Parucca began a search for his Jewish roots several years ago. As a teenager he was drawn to Judaism, and only later did he discover that both his father’s and mother’s ancestors were Jewish. “My mother’s surname is Taibi,“ he says, “which originates in North Africa and which derives from the Hebrew name Tobias.” The surname, “Parrucca,” means “wig” in Italian and also has Jewish roots. Historians have established that when Sicilian and Calabrian Jews wanted to identify themselves secretly to one another, especially when to do so openly would mean punishment for “Judaising,” they often adopted surnames that were names of things (such as a wig, trumpet, or chair) or of flowers, towns, or villages.

Following two years of study at synagogue Lev Chadash in Milan, Parucca joined a group of students for whom I recommended the Beit Din experience. Since that time, he has served as my rabbinic assistant, leading Shabbat services and two wonderful Passover seders. In fact, the seder that he and I led in 2004 was the first rabbi-led Passover seder in Sicily in 500 years!

Challah, candles, wine, Kiddush — all of these are part of Parucca’s Shabbat, which he makes regularly, even when he is completely alone.

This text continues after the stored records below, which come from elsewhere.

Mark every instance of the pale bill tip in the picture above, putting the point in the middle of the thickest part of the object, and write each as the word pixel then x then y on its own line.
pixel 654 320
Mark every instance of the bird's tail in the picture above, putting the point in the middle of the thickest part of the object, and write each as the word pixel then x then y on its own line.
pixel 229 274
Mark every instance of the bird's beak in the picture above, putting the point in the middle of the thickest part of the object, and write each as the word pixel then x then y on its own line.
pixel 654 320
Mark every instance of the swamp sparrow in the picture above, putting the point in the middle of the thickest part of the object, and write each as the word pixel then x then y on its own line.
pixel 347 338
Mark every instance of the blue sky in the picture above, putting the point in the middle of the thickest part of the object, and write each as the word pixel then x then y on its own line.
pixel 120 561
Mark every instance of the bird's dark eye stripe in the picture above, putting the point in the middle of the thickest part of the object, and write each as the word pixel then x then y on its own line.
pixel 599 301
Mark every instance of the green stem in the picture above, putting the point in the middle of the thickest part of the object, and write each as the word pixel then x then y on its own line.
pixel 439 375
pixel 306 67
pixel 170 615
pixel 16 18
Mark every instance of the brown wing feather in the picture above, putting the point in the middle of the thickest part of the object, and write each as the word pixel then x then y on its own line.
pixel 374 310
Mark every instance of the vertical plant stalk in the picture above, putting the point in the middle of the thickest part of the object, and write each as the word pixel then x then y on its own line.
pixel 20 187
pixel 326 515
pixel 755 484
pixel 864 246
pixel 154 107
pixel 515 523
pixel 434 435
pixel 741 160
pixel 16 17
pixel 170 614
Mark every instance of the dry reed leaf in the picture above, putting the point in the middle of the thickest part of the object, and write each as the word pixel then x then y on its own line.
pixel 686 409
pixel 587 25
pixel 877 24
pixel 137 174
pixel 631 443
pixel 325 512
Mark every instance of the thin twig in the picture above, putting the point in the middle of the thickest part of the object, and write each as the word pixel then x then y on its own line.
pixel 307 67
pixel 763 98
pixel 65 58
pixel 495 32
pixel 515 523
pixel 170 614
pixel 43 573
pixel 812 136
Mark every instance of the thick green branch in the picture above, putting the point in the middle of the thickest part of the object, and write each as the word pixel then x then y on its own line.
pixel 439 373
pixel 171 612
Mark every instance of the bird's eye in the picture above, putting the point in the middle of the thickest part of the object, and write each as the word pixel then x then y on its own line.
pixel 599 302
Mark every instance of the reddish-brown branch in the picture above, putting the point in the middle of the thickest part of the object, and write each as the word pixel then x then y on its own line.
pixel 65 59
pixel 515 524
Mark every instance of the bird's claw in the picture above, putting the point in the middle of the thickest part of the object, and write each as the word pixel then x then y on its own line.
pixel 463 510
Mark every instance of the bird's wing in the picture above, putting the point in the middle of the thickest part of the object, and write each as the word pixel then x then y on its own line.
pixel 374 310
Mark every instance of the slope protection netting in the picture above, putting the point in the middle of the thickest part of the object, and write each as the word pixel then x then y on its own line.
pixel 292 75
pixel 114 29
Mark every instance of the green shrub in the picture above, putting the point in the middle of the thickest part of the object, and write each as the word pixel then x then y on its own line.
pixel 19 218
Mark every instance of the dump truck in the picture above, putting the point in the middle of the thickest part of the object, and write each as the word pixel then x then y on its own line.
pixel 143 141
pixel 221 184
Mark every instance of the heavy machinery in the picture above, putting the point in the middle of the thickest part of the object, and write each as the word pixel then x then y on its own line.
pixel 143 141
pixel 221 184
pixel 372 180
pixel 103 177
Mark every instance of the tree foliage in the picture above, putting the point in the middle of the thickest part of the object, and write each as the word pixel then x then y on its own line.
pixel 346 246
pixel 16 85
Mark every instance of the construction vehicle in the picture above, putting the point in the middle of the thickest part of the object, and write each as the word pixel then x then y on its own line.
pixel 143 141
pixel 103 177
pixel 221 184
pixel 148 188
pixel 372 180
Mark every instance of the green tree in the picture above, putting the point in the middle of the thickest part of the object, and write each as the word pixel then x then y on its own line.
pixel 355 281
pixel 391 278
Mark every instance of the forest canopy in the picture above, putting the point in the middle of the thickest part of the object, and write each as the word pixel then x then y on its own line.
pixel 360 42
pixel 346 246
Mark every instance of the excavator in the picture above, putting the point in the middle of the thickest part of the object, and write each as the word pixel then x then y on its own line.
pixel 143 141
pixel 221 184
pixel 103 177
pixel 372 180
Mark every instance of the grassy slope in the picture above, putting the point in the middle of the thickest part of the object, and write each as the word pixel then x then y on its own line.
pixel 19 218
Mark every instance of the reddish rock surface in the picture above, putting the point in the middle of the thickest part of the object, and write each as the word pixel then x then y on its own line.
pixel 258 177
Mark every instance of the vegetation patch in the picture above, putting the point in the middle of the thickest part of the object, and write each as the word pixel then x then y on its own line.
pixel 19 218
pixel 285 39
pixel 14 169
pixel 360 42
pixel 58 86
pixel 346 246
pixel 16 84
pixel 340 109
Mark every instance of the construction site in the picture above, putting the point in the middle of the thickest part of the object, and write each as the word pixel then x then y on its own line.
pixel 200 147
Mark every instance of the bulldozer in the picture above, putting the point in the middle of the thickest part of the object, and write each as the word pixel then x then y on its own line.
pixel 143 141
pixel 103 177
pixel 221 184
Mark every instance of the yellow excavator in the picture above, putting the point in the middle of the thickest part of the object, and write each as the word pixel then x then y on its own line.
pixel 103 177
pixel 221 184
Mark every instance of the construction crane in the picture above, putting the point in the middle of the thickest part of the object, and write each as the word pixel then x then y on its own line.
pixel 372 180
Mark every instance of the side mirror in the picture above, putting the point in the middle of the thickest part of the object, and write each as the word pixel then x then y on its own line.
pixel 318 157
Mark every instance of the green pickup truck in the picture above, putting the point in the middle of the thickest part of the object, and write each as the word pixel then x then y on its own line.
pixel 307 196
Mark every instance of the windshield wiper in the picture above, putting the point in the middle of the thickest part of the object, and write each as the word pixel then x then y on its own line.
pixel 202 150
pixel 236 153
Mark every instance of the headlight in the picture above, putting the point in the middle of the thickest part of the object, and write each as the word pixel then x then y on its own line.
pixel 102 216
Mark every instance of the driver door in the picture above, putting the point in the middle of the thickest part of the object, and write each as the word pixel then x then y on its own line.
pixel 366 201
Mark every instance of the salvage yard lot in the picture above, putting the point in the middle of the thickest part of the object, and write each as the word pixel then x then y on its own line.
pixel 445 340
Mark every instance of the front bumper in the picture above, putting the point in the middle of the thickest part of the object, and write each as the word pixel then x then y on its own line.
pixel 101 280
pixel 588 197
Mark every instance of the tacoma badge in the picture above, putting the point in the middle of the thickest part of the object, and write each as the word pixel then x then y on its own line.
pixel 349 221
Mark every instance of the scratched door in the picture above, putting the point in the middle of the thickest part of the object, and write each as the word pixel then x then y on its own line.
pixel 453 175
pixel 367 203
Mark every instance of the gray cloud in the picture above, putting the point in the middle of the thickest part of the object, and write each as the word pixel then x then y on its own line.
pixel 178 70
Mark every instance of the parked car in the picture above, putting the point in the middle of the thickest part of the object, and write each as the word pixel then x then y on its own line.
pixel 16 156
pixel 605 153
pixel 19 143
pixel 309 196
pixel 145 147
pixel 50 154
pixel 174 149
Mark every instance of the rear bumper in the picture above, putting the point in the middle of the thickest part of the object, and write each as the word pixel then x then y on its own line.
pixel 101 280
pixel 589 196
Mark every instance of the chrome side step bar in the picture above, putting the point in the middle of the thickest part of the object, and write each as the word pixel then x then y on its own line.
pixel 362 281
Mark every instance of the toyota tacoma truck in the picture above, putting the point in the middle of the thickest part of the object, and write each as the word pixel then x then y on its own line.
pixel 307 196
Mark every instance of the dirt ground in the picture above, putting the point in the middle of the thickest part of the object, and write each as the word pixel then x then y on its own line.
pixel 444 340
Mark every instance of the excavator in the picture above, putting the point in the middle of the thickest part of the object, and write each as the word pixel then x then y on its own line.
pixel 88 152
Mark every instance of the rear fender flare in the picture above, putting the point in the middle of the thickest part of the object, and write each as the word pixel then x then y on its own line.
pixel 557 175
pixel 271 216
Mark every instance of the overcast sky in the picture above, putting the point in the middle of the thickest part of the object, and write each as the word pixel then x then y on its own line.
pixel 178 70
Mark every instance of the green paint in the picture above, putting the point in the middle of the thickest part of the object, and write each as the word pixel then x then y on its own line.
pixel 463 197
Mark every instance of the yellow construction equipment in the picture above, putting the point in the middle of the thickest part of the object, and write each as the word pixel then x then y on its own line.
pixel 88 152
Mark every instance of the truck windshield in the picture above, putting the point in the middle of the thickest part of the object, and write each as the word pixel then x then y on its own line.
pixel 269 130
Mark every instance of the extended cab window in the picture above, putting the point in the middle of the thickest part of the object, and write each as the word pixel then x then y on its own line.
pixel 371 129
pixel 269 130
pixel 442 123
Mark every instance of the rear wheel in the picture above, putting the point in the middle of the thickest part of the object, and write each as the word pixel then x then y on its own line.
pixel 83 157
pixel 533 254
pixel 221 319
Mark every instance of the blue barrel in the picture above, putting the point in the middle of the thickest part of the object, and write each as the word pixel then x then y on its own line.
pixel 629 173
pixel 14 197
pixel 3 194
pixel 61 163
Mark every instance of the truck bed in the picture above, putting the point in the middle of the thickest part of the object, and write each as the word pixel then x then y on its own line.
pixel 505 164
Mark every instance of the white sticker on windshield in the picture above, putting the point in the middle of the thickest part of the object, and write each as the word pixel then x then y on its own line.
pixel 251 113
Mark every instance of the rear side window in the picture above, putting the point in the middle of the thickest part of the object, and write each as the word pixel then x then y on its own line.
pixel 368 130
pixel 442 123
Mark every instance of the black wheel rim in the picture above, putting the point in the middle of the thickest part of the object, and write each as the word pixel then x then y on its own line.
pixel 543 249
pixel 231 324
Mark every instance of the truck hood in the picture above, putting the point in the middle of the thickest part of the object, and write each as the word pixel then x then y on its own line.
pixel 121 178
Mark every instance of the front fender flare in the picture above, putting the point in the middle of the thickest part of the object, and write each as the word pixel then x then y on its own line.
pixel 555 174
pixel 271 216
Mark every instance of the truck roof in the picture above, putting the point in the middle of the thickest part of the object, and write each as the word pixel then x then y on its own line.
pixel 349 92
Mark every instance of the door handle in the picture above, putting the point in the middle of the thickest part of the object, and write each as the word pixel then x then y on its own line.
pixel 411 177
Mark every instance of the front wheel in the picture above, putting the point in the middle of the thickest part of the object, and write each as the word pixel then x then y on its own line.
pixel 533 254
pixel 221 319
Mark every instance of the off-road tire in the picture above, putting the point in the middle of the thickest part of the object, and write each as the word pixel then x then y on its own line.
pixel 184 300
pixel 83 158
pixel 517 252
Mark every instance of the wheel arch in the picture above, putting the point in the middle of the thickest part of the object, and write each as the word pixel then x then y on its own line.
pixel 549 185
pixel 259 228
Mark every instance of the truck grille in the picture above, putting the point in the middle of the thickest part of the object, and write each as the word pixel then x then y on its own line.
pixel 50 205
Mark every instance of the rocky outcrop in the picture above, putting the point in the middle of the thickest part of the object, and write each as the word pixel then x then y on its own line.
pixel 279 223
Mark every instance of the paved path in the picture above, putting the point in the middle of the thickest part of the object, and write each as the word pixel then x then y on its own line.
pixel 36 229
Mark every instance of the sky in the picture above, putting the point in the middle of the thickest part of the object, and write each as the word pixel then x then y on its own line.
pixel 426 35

Visitors to Palermo who have met him and experienced Shabbat with him are impressed with his devotion, his facility with the Hebrew language (completely self taught), and his warmth as he shares the joys of Judaism that come straight from the heart.

“New York is meravigliosa…wonderful!” says Parucca. And he should know. After his stay in DC, Salvo traveled to the Big Apple to meet with Rabbi Francesco Tamburello (an Italian-American rabbi who hosted him), and joined me as we visited the Academy of Jewish Religion in Riverdale. Rabbi Aryeh Meir welcomed him, treating him to a tour of the campus and an opportunity not only to observe classes but to interview as well. Later that day, thanks to the efforts of Harriet Bograd and other Kulanu friends, Parucca and I led a discussion about Italian Anousim at the Manhattan Jewish Community Center, where a group of nearly 50 learned about one of Judaism’s best kept secrets.

The history of the Italian Jews is a complicated mix. For those who have seen Italy through Jewish eyes, that glimpse usually went no further south than Naples. Yet, the Jews of Sicily and Calabria are the oldest Jews in the Diaspora, as evidenced by the excavation of a synagogue at Bova Marina that some say predates a similar antiquity found near Rome.

As rabbi of the emerging IjCCC, the Italian Jewish Cultural Center of Calabria, (an effort funded by the Vuolo-Bernstein Family Foundation in the US) and synagogue Ner Tamid del Sud, I can say with certainty that it is Jews like Salvo Asher Parrucca who make our work so satisfying and remind us how necessary it really is. In these days and times, when population surveys indicate that our numbers are diminishing, it is important to remember that the more we reach out to lost and isolated Jewish communities like ours in the south of Italy, the more Jews we will have — today and tomorrow.